Most real-world concurrency problems don't need Serializable. They need row-level locking at Read Committed. This is the pattern experienced developers use:

BEGIN;
 
-- Lock the row while reading it
SELECT balance FROM accounts WHERE id = 123 FOR UPDATE;
 
-- Now you know nobody else can modify this row until you commit
-- Do your check and update safely
UPDATE accounts SET balance = balance - 50 WHERE id = 123;
 
COMMIT;

FOR UPDATE tells the database: "I'm going to modify this row, so lock it now." Any other transaction trying to SELECT ... FOR UPDATE the same row will block until you commit or rollback. This gives you Serializable-like behavior for specific rows without the overhead of full serialization.

✅ The key insight

You don't need to change your global isolation level. Use Read Committed as default, and reach for SELECT ... FOR UPDATE in the specific queries where concurrent access would cause problems. This is surgical precision versus a global lock.

Common Mistakes

Mistake 1: Checking then acting without locking

-- WRONG: another transaction can change balance between these statements
SELECT balance FROM accounts WHERE id = 123;
-- application checks: if balance >= 50...
UPDATE accounts SET balance = balance - 50 WHERE id = 123;

The gap between SELECT and UPDATE is where race conditions live. Either use FOR UPDATE or do the check atomically:

-- RIGHT: atomic check-and-update
UPDATE accounts SET balance = balance - 50
WHERE id = 123 AND balance >= 50;
-- Check affected rows: 0 means insufficient funds

Mistake 2: Long transactions at high isolation

Higher isolation levels hold locks longer. A Serializable transaction that takes 30 seconds blocks other transactions for 30 seconds. Keep transactions short -- read, compute, write, commit. Don't do HTTP calls or slow computation inside a transaction.

Mistake 3: Ignoring serialization failures

At Serializable, the database will abort your transaction if it detects a conflict. Your application must catch that error (usually error code 40001) and retry. If you don't handle retries, users see random errors under load.

Key Takeaways

✅ The mental model

Isolation levels are about what lie you're willing to accept. Read Committed says "I might see changes mid-transaction, and that's OK." Serializable says "I refuse to see any inconsistency, even if it means retrying." The right choice depends on what your data can tolerate, not what sounds safest.
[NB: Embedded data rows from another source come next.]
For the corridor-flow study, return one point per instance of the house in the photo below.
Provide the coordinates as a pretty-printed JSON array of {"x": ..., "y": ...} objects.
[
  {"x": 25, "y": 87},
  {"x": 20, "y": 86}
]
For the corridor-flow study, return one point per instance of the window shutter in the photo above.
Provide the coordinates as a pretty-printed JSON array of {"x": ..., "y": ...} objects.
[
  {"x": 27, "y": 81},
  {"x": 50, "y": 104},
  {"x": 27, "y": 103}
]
The decisions that matter:

Know your default: PostgreSQL uses Read Committed, MySQL uses Repeatable Read. Don't assume.
Read-then-write = danger zone: Any pattern that reads a value, makes a decision, and writes back is vulnerable to races at Read Committed.
Use FOR UPDATE surgically: Lock specific rows when needed instead of raising the global isolation level.
Keep transactions short: The longer your transaction, the more it blocks others, regardless of isolation level.
Handle retries at Serializable: If you choose the strongest level, build retry logic into your application.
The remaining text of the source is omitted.